Ведут под белы рученьки – хотя по-хорошему на каталке бы надо в такой ситуации – очень дебелую женщину невнятного прикида. Не бомжиха вроде… Но какой-то на ней не то кафтан, не то ватник. Кеды какие-то войлочные. Ну да ладно. И не такое видали. Пока её акушерка с санитаркой раздевают – моют – на кушетку укладывают, я ребятам из «Скорой» бумажки подписываю. Мол, доставили в лучшем виде с предварительным диагнозом «влагалищное кровотечение невыясненной этиологии[22]». Диагнозам «Скорой» можно поэму посвятить. Ребята они все отличные. Пашут, как колхозные лошади времён продразвёрстки, и всё такое. Понять можно – тут не до диагнозов. Хоть «х.з.» не пишут, и на том спасибо. Я доктора «Скорой» за халат – цап!
– Мил-человек, – говорю, – если у неё «влагалищное кровотечение хэзэ-этиологии», пошто ты её мне в обсервацию приволок? Тащи в гинекологию.
– Да рожает она… – ответствует он мне меланхолично. – Дай закурить. – Протягиваю пачку в надежде на развёрнутые комментарии. Забирает всю и молча, прихватив фельдшера, исчезает в августовском липком мороке.
А я остаюсь в приёмном.
Серж никуда не уходит, потому что опытные анестезиологи жопой чуют ситуацию. Пока я со «Скорой» политесы разводила, он уже анестезистку с чемоданом вызвал.
Амбре тётка издает немыслимое. Акушерам-гинекологам это обычно до одного места. Они к кислятине разной степени гнильцы привыкшие. Но тут – что-то невообразимое. И не из района дислокации «цветка лотоса», а от всего тела. Даже наши с Сержем бесчувственные носики рефлекторно скривились. А санитарка уже допрашивает:
– Когда мылась последний раз, женщина?!
– Неделю тому баньку топили… – отвечает та и смотрит на нас, как Алёнушка на Змея Горыныча.
Мне неудобно стало. Я так извиняющимся тоном говорю:
– Раздвиньте, пожалуйста, ноги, мне надо посмотреть, что там.
Она глазами клыпает, прям как будто сказать хочет: «Не надо!»

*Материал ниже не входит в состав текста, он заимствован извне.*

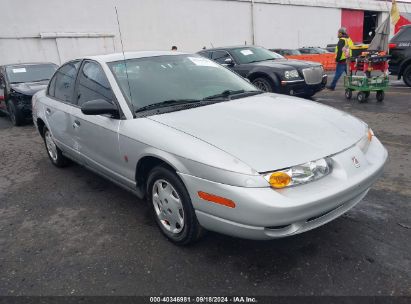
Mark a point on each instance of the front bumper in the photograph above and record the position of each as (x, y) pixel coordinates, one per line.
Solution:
(264, 213)
(300, 88)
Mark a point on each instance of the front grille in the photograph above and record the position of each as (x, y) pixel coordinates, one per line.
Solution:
(313, 75)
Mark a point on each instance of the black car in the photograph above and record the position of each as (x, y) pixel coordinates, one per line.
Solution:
(270, 71)
(400, 51)
(18, 83)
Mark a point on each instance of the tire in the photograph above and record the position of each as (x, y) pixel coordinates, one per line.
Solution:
(54, 153)
(263, 84)
(406, 76)
(380, 96)
(361, 97)
(173, 212)
(348, 94)
(15, 115)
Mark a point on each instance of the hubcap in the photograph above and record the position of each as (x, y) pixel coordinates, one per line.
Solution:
(51, 146)
(261, 85)
(168, 206)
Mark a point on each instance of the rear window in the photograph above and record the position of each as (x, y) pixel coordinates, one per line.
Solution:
(30, 73)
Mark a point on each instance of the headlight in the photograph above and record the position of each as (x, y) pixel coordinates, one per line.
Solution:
(291, 74)
(299, 174)
(365, 141)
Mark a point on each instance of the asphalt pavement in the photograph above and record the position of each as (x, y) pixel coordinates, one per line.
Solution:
(71, 232)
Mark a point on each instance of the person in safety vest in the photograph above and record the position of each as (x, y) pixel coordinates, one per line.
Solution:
(342, 52)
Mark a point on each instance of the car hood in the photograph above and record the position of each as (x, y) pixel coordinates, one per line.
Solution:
(286, 64)
(269, 131)
(29, 88)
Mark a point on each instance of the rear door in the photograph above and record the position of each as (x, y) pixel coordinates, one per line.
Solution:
(96, 135)
(2, 91)
(59, 106)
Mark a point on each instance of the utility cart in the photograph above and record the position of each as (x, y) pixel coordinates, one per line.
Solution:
(366, 83)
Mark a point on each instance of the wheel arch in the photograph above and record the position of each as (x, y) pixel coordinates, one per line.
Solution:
(146, 163)
(40, 126)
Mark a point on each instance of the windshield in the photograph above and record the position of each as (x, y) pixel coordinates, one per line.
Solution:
(154, 80)
(30, 73)
(253, 54)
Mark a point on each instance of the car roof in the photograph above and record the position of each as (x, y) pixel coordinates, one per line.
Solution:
(26, 64)
(132, 55)
(229, 47)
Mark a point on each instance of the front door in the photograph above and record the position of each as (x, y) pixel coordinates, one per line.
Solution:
(59, 106)
(96, 135)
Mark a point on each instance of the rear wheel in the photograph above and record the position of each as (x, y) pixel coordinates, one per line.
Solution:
(407, 76)
(15, 114)
(56, 156)
(263, 84)
(172, 207)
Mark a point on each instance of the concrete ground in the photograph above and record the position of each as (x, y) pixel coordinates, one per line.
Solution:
(70, 232)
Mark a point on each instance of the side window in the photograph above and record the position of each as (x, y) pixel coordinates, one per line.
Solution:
(93, 84)
(205, 54)
(52, 86)
(65, 79)
(220, 56)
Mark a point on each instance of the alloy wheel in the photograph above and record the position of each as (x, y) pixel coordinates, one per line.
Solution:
(168, 206)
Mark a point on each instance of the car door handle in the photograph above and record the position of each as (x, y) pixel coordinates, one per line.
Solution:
(76, 124)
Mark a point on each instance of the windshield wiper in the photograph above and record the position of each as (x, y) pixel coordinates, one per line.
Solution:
(228, 93)
(166, 103)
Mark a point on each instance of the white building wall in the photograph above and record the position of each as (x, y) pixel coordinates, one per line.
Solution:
(285, 26)
(57, 30)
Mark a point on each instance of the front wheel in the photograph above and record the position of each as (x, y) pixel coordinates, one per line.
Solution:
(263, 84)
(172, 207)
(56, 156)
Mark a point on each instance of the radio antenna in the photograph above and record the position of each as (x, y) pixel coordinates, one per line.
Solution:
(124, 58)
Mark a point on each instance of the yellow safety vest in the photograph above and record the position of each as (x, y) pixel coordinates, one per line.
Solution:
(347, 49)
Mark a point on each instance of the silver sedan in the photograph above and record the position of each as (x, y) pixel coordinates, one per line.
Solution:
(204, 147)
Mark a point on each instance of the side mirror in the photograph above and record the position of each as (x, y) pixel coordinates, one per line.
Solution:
(228, 62)
(99, 107)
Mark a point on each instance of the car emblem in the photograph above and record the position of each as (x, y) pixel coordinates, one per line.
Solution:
(355, 162)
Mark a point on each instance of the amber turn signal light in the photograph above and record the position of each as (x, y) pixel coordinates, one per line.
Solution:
(216, 199)
(279, 180)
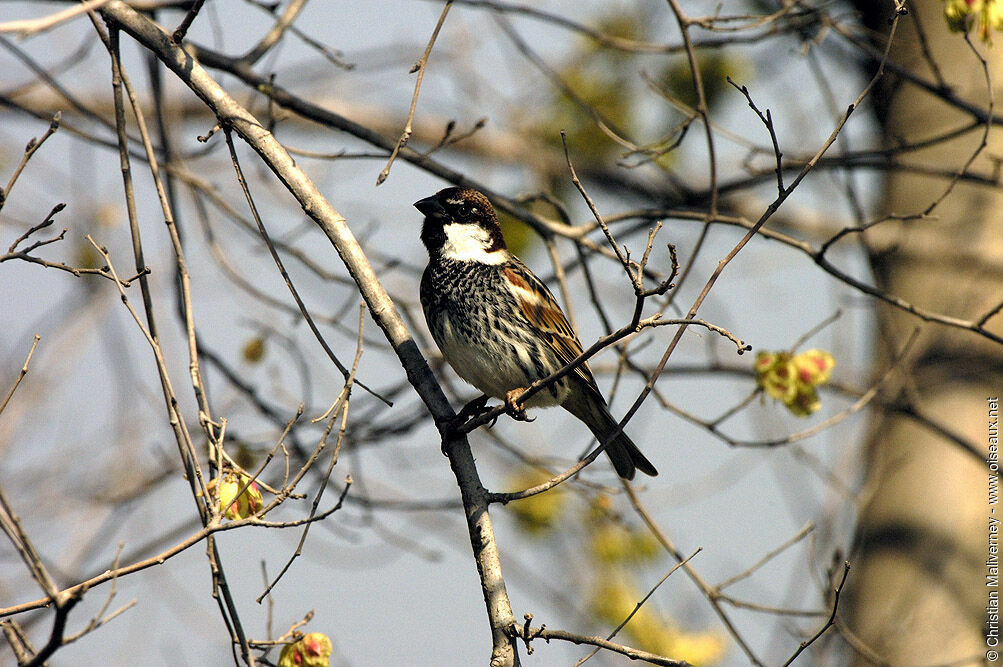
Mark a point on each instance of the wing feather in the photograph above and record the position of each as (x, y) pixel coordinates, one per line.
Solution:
(545, 316)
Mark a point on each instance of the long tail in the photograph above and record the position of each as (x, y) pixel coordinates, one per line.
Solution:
(626, 457)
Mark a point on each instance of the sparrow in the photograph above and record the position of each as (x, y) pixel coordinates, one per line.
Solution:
(498, 326)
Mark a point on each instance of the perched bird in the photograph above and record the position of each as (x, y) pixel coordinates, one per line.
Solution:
(498, 326)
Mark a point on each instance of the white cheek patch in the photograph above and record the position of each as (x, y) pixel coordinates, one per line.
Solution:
(469, 243)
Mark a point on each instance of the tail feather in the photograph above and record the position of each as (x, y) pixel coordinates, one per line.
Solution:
(626, 457)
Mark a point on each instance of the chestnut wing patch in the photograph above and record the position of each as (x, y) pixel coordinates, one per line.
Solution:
(546, 317)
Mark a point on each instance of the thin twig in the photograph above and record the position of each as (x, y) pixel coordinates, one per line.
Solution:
(418, 67)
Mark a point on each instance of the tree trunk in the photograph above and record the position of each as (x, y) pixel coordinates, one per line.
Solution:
(918, 592)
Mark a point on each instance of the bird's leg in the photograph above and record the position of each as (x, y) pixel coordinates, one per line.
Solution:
(514, 407)
(471, 409)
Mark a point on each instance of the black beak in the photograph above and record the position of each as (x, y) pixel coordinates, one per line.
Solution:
(430, 207)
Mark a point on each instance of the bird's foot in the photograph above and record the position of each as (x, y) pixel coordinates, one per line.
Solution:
(473, 408)
(514, 406)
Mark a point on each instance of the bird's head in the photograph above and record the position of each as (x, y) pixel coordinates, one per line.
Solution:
(460, 225)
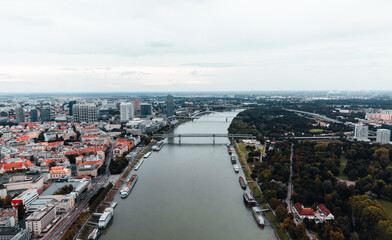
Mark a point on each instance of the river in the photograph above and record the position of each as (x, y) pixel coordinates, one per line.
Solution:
(187, 191)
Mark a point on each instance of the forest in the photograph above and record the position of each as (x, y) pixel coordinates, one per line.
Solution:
(356, 207)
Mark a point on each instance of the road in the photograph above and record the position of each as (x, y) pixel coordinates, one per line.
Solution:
(325, 118)
(109, 157)
(58, 231)
(290, 187)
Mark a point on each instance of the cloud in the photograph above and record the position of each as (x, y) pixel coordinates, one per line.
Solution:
(160, 44)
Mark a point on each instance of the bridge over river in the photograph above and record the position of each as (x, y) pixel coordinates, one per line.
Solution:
(203, 135)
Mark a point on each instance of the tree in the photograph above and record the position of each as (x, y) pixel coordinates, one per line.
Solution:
(281, 213)
(371, 216)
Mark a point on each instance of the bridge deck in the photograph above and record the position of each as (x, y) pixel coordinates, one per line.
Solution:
(215, 135)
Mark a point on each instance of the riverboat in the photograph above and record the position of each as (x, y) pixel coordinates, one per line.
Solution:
(128, 186)
(139, 164)
(236, 168)
(249, 199)
(147, 154)
(242, 182)
(258, 215)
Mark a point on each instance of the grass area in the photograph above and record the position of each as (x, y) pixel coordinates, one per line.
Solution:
(343, 163)
(276, 225)
(387, 205)
(243, 152)
(316, 130)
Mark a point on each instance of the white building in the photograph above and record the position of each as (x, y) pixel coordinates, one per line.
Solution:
(85, 113)
(383, 136)
(126, 112)
(361, 132)
(25, 198)
(39, 220)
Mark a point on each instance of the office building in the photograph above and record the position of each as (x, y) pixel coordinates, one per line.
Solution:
(70, 105)
(40, 219)
(170, 105)
(85, 113)
(19, 114)
(383, 136)
(46, 115)
(361, 132)
(25, 198)
(145, 110)
(136, 105)
(34, 115)
(126, 112)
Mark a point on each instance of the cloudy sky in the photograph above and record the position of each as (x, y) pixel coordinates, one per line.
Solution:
(194, 45)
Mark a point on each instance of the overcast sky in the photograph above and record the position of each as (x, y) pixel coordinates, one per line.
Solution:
(195, 45)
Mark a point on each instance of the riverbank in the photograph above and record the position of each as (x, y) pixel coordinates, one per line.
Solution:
(119, 180)
(256, 191)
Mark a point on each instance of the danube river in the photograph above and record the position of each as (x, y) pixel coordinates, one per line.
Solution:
(187, 191)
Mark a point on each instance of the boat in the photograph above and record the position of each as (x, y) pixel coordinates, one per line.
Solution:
(139, 164)
(258, 215)
(158, 146)
(105, 218)
(128, 186)
(249, 199)
(236, 168)
(147, 154)
(242, 182)
(94, 234)
(233, 159)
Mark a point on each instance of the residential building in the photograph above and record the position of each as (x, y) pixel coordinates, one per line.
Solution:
(34, 115)
(85, 113)
(59, 172)
(19, 114)
(361, 132)
(324, 212)
(170, 105)
(45, 115)
(383, 136)
(136, 105)
(70, 105)
(302, 212)
(126, 112)
(145, 110)
(39, 220)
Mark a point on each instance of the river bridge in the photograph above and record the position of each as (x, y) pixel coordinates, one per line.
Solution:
(213, 135)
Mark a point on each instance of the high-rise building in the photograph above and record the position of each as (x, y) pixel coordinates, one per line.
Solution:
(136, 105)
(361, 132)
(85, 113)
(145, 109)
(19, 114)
(34, 115)
(170, 105)
(383, 136)
(126, 112)
(45, 115)
(70, 105)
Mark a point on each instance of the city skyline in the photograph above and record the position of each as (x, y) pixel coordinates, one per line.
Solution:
(194, 46)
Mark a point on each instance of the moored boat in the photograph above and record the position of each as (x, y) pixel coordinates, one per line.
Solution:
(258, 215)
(236, 168)
(249, 199)
(242, 182)
(128, 186)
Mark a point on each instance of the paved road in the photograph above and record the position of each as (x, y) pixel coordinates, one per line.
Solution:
(58, 231)
(290, 187)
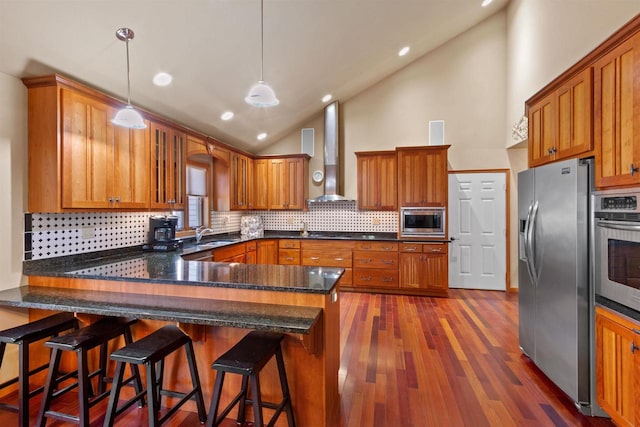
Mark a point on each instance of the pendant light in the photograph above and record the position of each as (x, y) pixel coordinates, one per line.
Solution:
(261, 94)
(128, 117)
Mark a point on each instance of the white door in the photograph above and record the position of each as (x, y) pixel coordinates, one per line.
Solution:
(477, 228)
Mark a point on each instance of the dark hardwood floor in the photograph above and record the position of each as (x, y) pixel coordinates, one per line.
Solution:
(416, 361)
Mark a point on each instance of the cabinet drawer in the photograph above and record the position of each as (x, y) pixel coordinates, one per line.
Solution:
(364, 259)
(228, 252)
(371, 278)
(435, 248)
(289, 257)
(411, 247)
(289, 244)
(326, 258)
(377, 246)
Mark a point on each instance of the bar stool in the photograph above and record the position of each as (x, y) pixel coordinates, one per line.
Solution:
(80, 342)
(24, 336)
(247, 358)
(151, 352)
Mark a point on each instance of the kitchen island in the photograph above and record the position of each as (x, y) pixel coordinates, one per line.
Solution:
(216, 304)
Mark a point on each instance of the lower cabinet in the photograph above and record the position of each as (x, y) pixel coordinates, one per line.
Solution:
(424, 267)
(375, 265)
(617, 364)
(267, 252)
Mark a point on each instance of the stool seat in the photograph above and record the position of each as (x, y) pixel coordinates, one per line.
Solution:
(39, 329)
(247, 358)
(151, 352)
(92, 335)
(98, 334)
(250, 354)
(24, 336)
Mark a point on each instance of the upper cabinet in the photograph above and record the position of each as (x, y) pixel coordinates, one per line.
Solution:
(377, 180)
(168, 147)
(288, 182)
(422, 176)
(560, 124)
(241, 184)
(77, 158)
(617, 124)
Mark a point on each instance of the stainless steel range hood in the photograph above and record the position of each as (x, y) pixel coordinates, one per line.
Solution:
(331, 156)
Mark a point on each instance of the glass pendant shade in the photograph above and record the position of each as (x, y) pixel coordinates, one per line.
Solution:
(261, 95)
(129, 118)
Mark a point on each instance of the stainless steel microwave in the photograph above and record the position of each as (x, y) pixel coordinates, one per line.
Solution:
(422, 222)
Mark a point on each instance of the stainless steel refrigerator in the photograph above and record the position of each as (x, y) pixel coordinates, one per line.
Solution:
(555, 292)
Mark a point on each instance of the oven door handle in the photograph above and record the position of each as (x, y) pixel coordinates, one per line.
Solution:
(618, 226)
(529, 243)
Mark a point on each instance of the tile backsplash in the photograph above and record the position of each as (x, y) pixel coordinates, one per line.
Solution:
(49, 235)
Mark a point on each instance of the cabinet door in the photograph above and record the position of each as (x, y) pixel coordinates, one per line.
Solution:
(167, 167)
(261, 184)
(616, 371)
(412, 175)
(267, 252)
(575, 106)
(87, 143)
(240, 182)
(422, 177)
(616, 126)
(131, 167)
(367, 182)
(542, 138)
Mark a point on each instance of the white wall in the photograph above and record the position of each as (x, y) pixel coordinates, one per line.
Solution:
(13, 185)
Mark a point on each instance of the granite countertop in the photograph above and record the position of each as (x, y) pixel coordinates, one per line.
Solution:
(619, 308)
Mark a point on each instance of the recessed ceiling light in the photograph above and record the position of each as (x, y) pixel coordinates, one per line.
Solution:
(162, 79)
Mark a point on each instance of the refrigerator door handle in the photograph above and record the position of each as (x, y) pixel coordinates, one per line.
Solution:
(618, 226)
(530, 243)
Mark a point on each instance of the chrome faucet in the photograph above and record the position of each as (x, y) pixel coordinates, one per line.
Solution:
(200, 232)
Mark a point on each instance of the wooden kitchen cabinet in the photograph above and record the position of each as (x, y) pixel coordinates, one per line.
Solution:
(616, 120)
(168, 168)
(267, 251)
(375, 265)
(329, 253)
(261, 184)
(77, 158)
(288, 179)
(289, 252)
(242, 182)
(560, 124)
(377, 180)
(425, 268)
(422, 176)
(617, 364)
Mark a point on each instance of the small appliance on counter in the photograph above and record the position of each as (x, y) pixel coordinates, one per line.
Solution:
(162, 234)
(251, 226)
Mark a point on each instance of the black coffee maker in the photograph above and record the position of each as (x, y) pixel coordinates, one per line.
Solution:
(162, 234)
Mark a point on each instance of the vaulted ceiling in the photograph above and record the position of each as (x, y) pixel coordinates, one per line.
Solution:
(212, 50)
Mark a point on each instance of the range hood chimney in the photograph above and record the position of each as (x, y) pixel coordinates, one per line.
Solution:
(331, 156)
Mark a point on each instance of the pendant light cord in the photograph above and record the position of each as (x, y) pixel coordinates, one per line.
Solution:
(128, 79)
(261, 40)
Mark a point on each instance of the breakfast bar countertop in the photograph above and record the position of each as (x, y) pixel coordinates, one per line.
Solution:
(171, 268)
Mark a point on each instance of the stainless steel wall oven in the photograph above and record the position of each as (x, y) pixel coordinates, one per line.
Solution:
(617, 246)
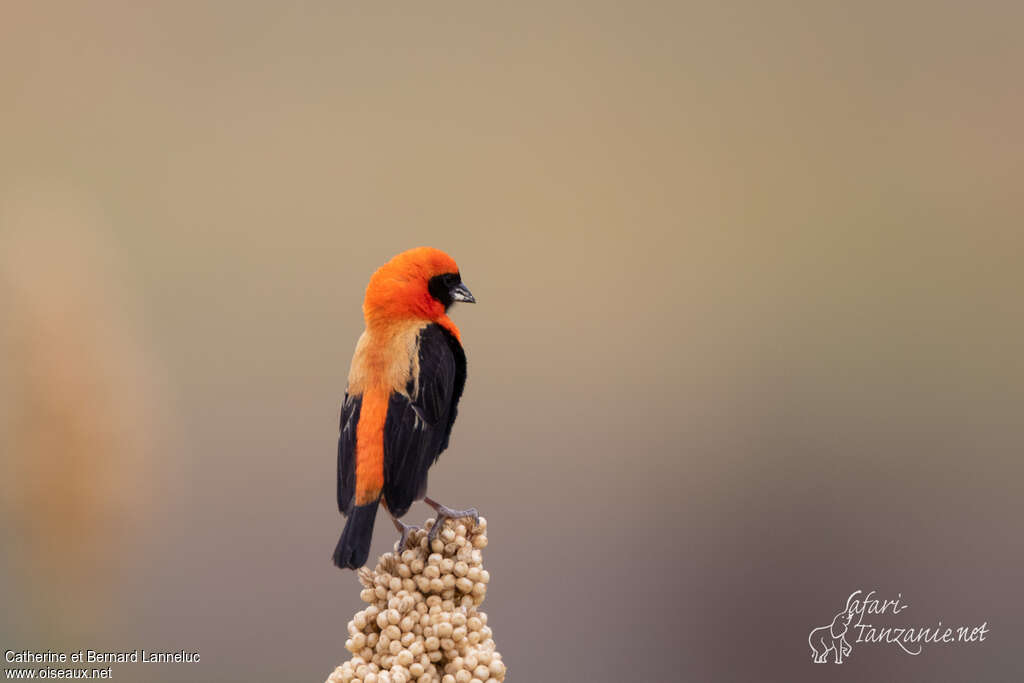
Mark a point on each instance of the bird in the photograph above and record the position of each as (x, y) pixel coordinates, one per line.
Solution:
(404, 382)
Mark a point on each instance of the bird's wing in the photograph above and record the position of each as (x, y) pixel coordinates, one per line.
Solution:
(418, 425)
(346, 453)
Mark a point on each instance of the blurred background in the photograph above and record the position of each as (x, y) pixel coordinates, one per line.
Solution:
(749, 334)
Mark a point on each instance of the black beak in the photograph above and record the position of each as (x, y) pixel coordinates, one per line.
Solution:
(460, 293)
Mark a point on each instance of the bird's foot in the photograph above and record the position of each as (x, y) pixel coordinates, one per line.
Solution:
(443, 513)
(404, 529)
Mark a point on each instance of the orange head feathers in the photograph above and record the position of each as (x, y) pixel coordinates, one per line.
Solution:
(419, 284)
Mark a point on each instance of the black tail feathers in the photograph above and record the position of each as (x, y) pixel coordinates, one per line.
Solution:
(353, 547)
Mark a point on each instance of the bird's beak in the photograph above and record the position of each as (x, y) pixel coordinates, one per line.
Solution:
(460, 293)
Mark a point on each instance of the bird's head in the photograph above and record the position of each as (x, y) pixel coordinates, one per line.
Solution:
(419, 284)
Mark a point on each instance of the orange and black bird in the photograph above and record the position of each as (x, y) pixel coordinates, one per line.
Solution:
(403, 388)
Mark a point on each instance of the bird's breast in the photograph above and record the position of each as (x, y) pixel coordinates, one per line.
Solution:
(387, 358)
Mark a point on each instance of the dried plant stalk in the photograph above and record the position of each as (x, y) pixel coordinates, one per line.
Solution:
(423, 623)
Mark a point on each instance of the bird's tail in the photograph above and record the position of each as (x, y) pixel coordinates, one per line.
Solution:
(353, 546)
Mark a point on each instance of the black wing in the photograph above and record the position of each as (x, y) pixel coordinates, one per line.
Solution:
(346, 453)
(418, 427)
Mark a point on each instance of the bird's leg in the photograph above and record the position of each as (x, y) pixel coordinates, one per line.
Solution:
(403, 529)
(446, 513)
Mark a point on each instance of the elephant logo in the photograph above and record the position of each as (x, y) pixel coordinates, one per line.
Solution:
(832, 637)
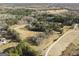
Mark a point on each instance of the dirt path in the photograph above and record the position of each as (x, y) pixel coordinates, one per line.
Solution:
(60, 45)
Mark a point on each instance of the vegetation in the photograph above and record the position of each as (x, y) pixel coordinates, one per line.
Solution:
(23, 49)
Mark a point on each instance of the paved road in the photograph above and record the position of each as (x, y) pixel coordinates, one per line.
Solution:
(60, 45)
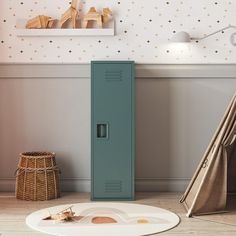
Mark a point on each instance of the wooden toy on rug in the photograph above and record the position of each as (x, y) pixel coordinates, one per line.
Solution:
(65, 215)
(71, 14)
(40, 22)
(93, 15)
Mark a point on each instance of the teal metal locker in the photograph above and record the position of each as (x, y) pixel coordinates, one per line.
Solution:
(112, 89)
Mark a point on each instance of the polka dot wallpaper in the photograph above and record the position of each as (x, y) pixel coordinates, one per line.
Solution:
(143, 31)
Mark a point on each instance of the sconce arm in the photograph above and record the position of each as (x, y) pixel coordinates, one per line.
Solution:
(216, 32)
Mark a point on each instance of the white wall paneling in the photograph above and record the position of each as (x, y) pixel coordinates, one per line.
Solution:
(143, 29)
(47, 107)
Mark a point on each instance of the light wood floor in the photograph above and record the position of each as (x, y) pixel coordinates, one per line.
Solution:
(13, 213)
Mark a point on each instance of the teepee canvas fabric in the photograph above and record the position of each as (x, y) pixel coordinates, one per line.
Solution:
(216, 173)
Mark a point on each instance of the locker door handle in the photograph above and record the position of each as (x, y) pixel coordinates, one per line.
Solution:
(102, 130)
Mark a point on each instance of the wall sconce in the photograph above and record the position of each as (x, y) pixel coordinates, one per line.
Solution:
(184, 37)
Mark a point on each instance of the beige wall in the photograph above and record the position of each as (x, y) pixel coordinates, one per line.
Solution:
(175, 120)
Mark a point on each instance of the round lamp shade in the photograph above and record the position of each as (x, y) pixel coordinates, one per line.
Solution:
(181, 37)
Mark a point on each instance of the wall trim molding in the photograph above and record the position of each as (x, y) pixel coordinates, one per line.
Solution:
(83, 184)
(82, 71)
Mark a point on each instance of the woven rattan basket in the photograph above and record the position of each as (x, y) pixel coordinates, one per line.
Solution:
(37, 176)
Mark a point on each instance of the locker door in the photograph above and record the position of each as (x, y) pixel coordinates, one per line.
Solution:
(112, 130)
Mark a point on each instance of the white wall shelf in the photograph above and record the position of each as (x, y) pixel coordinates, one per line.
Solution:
(57, 32)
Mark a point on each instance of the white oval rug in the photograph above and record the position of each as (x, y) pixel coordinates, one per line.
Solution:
(104, 219)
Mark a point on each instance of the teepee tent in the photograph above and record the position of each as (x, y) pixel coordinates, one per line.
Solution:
(215, 176)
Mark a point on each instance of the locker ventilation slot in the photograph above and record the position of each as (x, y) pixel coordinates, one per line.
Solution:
(115, 75)
(113, 186)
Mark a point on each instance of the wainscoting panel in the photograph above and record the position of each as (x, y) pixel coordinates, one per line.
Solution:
(47, 107)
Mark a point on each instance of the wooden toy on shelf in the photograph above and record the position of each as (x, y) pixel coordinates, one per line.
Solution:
(93, 15)
(40, 22)
(71, 14)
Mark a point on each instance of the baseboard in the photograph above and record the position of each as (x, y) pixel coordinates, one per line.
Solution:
(83, 185)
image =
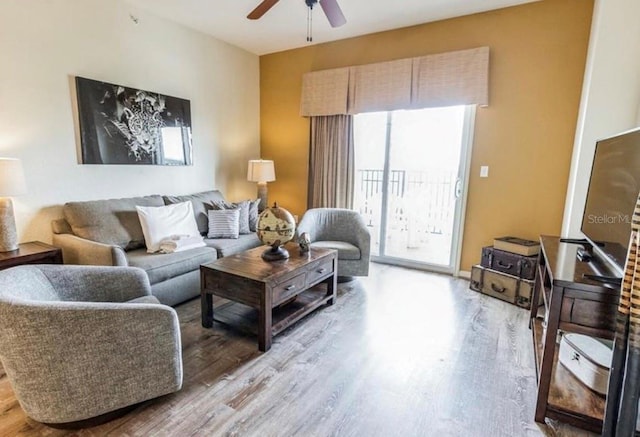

– Надо, Вася, надо! – говорю строго и убедительно.
Она ноги раздвинула, и меня прям ударило волной убойной мысли: «Преждевременная отслойка плаценты». Кричу акушерке:
– Стетоскоп! – А тётку спрашиваю: – Какой срок?
– Какой срок? – испуганно вторит мне она. – Никакого срока нет! Не сидевшие мы и в президенты не выдвигались! Никакого срока на мне нет, боярыня доктор!
– Не ври! – злобствую. – Есть на тебе срок, и немалый! То есть – в тебе! Зачем доктору врёшь?!
– Вот те крест…
– Какой, говорю, на хрен, крест, если я сердцебиение слышу?!